# How Computers Work

To write good software, you have to understand the platform you software runs on.

Let's learn how a computer works! Basically all computers when decomposed look like this:

![](computer_cross-section.gif)

We can reorganize this into a diagram of how things are connected:

![](computer_layout.jpg)

Various systems (hard disks, RAM, internet connections, mouse/keyboard, etc.) feed in **data** and **instructions** to the CPU for it to process, which it will then output back to one of the systems (internet, RAM, screen, etc.)

Most computer programs end up in an **assembly language** before being fed to the processor as instructions and data to apply the instructions on. It looks like this:

![](dcache_icache.png)

We can even see this for ourselves! Some tools like https://godbolt.org/ help you see the assembly directly from code in "native" languages (programming languages like C, C++, Rust, D and Go that are compiled directly to computer assembly).

### Binary Files

You can also see this if you try to open some computer files that are in a "binary" format in a text editor. The 1's and 0's try to get interpreted as text and you see garbage instead. for a computer, instructions are also data!

If you somehow point the instructions to the wrong data, all sorts of weird thing can end up happening. For instance, old video games have famous *glitches* which descend from this fact:

![](pokemon_glitch_city.png)

# Binary Data types

Numbers in in computers have to be represented as series of `1`s and `0`s. This is done using a **binary encoding**:

![](binary_integer.png)

The first bit adds 0 or 1. The second adds 0 or 2, the third 0 or 4, etc. in powers of 2. Notice `1 + 2 = 3` so the first two bits cover all the numbers below the third bit. This is always true, so all numbers below $2^{n bits}$ are possible.

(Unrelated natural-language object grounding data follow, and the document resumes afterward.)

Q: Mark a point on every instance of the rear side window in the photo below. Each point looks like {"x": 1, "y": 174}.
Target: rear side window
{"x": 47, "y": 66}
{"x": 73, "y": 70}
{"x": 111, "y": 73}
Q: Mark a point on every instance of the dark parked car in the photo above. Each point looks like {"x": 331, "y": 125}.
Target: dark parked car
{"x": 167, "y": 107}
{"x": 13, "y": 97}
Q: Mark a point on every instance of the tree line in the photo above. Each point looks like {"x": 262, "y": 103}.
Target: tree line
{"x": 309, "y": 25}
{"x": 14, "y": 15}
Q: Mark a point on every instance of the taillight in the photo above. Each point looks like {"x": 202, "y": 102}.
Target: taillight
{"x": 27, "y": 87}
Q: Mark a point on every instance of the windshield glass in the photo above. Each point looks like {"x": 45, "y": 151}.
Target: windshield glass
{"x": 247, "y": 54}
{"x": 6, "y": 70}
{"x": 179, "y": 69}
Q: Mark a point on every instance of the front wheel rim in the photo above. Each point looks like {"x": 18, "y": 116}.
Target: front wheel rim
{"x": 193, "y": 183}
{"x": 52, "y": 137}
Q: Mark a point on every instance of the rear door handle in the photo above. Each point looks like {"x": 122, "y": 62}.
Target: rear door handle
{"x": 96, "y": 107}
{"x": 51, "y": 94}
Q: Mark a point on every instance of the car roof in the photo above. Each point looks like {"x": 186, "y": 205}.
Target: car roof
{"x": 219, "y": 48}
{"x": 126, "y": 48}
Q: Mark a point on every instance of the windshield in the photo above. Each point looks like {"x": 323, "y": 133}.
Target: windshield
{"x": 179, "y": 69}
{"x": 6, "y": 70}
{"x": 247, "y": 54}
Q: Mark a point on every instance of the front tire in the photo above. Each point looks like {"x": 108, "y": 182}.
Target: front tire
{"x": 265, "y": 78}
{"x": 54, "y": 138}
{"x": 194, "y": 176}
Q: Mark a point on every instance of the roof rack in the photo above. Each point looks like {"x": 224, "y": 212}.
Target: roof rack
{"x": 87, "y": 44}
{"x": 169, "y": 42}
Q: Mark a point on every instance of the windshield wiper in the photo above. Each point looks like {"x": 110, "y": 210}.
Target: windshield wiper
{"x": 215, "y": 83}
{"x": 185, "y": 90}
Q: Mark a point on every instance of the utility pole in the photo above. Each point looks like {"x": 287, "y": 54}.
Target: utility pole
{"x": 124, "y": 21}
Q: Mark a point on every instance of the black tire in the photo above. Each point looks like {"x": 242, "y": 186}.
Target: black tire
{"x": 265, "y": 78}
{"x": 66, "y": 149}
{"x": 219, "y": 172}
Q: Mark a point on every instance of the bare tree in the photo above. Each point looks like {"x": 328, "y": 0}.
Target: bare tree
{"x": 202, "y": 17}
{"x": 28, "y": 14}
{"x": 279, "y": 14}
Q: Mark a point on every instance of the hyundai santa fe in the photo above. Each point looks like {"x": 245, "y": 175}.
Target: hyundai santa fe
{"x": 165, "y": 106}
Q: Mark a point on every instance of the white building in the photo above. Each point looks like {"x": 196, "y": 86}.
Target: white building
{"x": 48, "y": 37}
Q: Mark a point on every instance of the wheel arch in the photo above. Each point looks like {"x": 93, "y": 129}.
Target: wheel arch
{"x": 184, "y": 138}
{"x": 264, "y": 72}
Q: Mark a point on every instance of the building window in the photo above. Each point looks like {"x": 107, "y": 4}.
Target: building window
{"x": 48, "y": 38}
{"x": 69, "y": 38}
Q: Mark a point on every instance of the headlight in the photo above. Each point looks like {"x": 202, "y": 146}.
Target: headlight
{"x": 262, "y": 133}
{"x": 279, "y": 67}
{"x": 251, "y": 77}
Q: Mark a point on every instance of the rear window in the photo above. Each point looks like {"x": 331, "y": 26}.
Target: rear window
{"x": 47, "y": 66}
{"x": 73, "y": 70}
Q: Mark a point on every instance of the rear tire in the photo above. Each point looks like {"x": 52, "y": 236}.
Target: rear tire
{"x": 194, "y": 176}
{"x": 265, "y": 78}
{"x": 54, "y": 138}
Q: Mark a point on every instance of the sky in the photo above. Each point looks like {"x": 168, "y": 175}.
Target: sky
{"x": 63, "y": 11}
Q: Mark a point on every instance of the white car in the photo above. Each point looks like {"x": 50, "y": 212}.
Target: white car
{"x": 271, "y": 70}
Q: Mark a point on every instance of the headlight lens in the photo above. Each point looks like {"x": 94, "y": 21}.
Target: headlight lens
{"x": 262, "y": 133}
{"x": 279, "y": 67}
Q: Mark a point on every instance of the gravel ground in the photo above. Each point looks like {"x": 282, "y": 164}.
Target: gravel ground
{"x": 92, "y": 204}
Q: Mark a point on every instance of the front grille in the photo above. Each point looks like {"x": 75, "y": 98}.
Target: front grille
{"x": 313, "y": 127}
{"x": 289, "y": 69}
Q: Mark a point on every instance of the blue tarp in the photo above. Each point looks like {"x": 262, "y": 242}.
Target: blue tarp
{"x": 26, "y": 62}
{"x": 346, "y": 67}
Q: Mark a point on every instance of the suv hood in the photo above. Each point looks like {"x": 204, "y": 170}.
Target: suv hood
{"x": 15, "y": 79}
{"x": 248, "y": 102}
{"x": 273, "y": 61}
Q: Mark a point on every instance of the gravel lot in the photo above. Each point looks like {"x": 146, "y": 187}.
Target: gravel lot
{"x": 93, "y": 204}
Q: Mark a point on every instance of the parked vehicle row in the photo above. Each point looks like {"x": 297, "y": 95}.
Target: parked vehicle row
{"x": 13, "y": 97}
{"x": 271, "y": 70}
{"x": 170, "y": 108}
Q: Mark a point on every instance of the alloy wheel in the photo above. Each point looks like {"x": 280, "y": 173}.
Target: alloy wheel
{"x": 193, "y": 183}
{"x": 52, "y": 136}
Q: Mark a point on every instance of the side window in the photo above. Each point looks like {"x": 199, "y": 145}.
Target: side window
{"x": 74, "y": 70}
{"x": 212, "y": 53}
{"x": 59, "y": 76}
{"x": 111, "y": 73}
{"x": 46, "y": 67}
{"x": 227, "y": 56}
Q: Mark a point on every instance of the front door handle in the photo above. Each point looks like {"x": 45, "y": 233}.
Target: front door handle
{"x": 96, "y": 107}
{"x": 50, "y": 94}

There are **signed** and **unsigned** numbers, the first reserve a bit for the negative sign, the other use all the bits for positive numbers starting at 0.

# Floats

FLoating point numbers are more complex. They allocate bits to various parts to try to best represent all possible values:

![](floating_point.png)

Note that floating point numbers are **inexact by nature**. So you get surprising behaviors like:

In [4]:
print(0.1 + 0.2)
0.3 == (0.1 + 0.2)

0.30000000000000004


False

In [5]:
#Assume floating points don't equal what you think because (above) 

# Text

Back in the 1970s all computer scientists were American so they figured we only needed the english latin alphabet and a few additional symbols packed into a byte (8 bits):

![](ascii_table.png)

That's the last time anyone agreed on how to represent text until the 2010s. Since a lot of people want text for different things than english, of which there are more than 255 symbols, they tried UTF-16 and UTF-32 but ended up with [UTF-8](https://www.youtube.com/watch?v=MijmeoH9LT4) which is quite a genious solution to the problem.

# The Memory Hierarchy 

The reason computers are fast is because the basic operations happen billions of times per second. The hard part is feeding in the data for the operations.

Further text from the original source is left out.